世界自然保護基金は2022年10月13日に「生きている地球2022」(Living Planet Report 2022)を公表しました。

報告書は野生生物の相対個体数が1970年以降の50年で約69%減少したとしています。中でも従来多様な動植物の住処を提供してきたラテンアメリカやカリビアン諸国の熱帯地域における多様性喪失が著しく、94%にも上るとしています。

生物多様性の減少が、地球温暖化問題と匹敵する重要な地球規模課題となっており、私たちの日々の暮らしや経済に大きな影響を与えつつあります。

しかし気候変動と違って生物多様性損失にnet-zeroの考えだけでは不十分です。失ってしまったものを回復させることを目標にしなければなりません。この素晴らしい地球はその可能性を何度もみせてきました。人類はnet-positiveな目標を追求しなくてはなりません。
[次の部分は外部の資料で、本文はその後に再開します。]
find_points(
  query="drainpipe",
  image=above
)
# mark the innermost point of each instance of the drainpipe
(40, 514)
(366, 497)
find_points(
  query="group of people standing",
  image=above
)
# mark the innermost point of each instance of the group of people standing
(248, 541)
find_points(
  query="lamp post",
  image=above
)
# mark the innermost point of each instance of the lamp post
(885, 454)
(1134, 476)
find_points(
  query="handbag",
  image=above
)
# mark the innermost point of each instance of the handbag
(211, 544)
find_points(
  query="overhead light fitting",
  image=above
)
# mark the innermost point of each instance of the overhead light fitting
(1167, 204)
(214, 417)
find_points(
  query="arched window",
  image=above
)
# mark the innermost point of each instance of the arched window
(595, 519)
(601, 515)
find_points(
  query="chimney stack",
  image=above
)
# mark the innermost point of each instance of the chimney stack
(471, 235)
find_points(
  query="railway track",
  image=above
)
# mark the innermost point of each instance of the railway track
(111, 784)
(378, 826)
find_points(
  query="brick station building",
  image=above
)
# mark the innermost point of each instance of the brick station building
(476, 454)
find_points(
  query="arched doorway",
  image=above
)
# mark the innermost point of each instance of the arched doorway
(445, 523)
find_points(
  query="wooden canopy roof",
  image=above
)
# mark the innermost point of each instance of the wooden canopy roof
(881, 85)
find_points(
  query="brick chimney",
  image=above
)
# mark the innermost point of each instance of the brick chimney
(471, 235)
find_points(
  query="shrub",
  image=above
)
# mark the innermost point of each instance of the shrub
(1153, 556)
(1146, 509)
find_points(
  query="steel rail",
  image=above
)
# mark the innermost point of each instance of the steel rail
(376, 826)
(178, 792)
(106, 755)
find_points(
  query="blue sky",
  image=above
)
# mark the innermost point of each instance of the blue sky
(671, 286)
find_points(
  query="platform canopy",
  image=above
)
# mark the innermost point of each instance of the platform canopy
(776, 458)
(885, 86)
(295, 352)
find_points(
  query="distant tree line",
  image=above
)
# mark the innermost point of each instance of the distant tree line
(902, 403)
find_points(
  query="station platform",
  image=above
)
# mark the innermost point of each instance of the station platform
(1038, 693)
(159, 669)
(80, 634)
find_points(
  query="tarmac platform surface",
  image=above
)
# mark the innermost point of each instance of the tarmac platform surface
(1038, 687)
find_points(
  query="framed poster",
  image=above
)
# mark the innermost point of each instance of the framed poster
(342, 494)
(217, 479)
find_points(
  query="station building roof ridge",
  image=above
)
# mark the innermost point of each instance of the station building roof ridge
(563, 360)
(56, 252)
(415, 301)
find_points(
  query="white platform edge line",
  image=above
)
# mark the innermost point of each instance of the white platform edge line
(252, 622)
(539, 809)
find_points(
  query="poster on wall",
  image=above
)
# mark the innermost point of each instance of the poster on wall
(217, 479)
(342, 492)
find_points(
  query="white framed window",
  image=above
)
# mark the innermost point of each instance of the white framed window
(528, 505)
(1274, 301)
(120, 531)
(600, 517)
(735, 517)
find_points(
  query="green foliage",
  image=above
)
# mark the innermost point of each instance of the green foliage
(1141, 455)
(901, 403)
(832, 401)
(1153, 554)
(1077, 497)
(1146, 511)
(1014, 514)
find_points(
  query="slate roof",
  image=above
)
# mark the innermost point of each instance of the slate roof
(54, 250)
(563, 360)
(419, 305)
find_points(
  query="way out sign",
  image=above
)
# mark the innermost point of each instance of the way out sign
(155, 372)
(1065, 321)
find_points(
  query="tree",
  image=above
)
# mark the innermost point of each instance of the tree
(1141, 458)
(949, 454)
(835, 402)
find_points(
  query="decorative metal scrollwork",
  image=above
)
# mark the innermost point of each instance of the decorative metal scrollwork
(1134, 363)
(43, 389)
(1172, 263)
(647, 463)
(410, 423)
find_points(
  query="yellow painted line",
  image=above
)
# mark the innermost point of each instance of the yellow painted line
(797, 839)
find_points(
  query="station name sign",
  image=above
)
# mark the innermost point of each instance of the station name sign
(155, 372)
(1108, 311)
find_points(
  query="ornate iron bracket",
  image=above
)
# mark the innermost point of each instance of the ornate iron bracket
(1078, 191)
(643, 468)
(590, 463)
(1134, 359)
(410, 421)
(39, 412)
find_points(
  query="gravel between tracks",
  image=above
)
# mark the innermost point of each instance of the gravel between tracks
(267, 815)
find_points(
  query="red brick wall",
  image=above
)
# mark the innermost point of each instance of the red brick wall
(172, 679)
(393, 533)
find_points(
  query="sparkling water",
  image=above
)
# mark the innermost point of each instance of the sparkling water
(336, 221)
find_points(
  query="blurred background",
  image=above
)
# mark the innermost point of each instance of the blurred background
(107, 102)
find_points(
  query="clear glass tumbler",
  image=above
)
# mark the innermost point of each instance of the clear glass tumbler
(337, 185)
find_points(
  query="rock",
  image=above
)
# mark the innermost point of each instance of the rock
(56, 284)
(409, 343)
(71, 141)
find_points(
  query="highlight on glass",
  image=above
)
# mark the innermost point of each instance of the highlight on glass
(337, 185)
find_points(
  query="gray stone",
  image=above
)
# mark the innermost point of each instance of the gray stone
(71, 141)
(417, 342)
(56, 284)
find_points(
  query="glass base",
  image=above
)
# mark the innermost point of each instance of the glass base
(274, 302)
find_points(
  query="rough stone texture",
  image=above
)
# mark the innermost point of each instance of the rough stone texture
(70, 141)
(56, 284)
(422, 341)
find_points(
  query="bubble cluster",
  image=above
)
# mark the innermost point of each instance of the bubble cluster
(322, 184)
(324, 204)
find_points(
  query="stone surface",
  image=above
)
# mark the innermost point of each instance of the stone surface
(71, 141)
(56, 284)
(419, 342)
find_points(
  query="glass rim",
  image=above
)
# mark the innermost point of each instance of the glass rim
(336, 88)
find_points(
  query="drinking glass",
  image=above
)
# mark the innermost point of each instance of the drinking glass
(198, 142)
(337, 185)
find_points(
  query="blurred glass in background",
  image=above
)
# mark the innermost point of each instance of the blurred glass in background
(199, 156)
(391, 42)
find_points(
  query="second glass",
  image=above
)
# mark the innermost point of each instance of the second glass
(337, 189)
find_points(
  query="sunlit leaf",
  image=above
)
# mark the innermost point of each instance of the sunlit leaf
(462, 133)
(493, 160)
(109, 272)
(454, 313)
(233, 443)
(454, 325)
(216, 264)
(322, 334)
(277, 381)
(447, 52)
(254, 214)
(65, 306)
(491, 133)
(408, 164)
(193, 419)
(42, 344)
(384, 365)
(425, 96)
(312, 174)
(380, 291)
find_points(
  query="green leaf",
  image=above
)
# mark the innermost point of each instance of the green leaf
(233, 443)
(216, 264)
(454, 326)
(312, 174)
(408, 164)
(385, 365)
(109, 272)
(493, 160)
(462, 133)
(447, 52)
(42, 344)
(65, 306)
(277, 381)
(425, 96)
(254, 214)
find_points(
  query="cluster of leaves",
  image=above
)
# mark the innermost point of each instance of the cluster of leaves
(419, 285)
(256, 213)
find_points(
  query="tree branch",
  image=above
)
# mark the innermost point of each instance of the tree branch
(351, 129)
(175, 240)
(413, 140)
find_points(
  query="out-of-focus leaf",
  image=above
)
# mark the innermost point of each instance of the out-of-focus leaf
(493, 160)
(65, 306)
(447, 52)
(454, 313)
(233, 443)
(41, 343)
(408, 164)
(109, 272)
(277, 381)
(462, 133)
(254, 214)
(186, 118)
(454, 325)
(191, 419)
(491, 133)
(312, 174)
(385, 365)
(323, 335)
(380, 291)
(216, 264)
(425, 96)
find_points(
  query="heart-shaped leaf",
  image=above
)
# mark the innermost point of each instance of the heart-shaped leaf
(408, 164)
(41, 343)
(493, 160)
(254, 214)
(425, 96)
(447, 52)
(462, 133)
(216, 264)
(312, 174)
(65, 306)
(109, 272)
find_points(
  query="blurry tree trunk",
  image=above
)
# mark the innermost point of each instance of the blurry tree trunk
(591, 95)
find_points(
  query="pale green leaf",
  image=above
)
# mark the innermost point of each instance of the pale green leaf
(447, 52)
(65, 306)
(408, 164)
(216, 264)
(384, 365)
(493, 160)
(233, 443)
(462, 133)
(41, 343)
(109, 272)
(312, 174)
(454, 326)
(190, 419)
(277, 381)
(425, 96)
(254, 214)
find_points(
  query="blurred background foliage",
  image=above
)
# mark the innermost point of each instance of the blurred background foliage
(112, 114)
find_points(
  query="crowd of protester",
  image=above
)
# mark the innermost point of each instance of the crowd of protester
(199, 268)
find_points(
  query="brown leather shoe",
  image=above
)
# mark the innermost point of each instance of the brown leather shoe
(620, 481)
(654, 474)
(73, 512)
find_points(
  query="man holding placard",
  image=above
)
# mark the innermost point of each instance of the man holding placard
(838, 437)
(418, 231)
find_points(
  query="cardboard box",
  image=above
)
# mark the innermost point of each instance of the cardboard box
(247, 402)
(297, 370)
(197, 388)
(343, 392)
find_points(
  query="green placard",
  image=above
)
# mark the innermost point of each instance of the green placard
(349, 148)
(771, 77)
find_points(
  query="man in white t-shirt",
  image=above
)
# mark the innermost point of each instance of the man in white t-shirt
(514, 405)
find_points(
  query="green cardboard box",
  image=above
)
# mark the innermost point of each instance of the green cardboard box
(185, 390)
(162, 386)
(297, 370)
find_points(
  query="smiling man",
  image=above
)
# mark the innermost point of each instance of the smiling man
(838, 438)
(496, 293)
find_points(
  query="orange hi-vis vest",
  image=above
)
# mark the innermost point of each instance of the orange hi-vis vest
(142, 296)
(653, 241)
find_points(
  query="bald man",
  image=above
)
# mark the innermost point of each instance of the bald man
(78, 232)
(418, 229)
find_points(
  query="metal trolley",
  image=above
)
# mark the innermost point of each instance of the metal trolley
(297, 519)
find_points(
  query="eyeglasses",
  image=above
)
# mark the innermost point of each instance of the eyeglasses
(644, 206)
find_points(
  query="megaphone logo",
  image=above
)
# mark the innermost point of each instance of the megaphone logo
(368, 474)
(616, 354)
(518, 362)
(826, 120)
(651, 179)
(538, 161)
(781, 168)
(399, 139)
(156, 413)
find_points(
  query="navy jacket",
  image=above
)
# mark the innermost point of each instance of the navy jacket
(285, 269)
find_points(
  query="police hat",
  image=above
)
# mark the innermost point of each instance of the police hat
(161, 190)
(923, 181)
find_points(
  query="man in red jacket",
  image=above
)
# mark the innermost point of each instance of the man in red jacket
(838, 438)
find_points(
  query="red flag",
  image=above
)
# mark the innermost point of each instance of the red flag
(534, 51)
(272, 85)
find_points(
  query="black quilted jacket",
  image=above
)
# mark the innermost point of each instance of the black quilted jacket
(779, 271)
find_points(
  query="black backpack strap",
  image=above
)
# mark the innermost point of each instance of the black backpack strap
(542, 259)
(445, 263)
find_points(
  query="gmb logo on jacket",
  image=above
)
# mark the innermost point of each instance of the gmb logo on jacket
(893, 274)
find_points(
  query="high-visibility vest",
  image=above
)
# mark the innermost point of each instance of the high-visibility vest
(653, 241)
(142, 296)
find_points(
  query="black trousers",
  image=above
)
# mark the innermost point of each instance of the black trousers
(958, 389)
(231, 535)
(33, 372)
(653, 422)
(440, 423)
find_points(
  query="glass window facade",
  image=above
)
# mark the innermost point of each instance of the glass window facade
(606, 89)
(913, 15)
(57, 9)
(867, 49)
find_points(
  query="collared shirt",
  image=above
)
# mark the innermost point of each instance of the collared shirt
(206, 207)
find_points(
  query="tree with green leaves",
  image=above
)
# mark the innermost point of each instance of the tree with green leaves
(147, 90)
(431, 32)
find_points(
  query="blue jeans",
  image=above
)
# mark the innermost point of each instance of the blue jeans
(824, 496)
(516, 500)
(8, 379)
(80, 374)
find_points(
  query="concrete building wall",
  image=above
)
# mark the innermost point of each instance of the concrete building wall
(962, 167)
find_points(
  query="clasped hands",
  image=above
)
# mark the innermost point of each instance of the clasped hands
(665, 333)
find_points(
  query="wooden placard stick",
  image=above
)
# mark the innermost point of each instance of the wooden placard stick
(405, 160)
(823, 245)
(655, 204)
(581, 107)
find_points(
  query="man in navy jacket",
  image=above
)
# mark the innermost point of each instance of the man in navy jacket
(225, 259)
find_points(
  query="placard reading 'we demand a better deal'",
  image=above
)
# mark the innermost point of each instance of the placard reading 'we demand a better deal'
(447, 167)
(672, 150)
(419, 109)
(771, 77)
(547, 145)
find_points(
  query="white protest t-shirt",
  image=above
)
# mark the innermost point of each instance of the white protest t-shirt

自然に優しいクローバルな目標(nature-positive global goal)を設定し、政治、社会、ビジネス、経済、そして消費者と、関係者全員で取り組んでいく必要があります。

2022年の12月に4年ぶりの生物多様性のCOP15がカナダのモントリオールで開催予定です。より野心的で評価可能な目標設定への合意が期待されます。

 

エビデンスを統計的に整理した最近の研究も、森林・草地を農地や放牧地拡大のために転換することが、生物多様性喪失の最大の原因としています。同研究はnet-zeroにとどまらず、nature-positiveな転換を促すための政策対応の緊急性を訴えました。持続的な農林水産業を可能にするイノベーションが求められています。


(参考文献)
https://www.wwf.org.uk/our-reports/living-planet-report-2022
https://www.wwf.or.jp/activities/lib/5153.html
https://www.worldwildlife.org/stories/the-last-safe-habitat

(文責:情報プログラム トモルソロンゴ、飯山みゆき)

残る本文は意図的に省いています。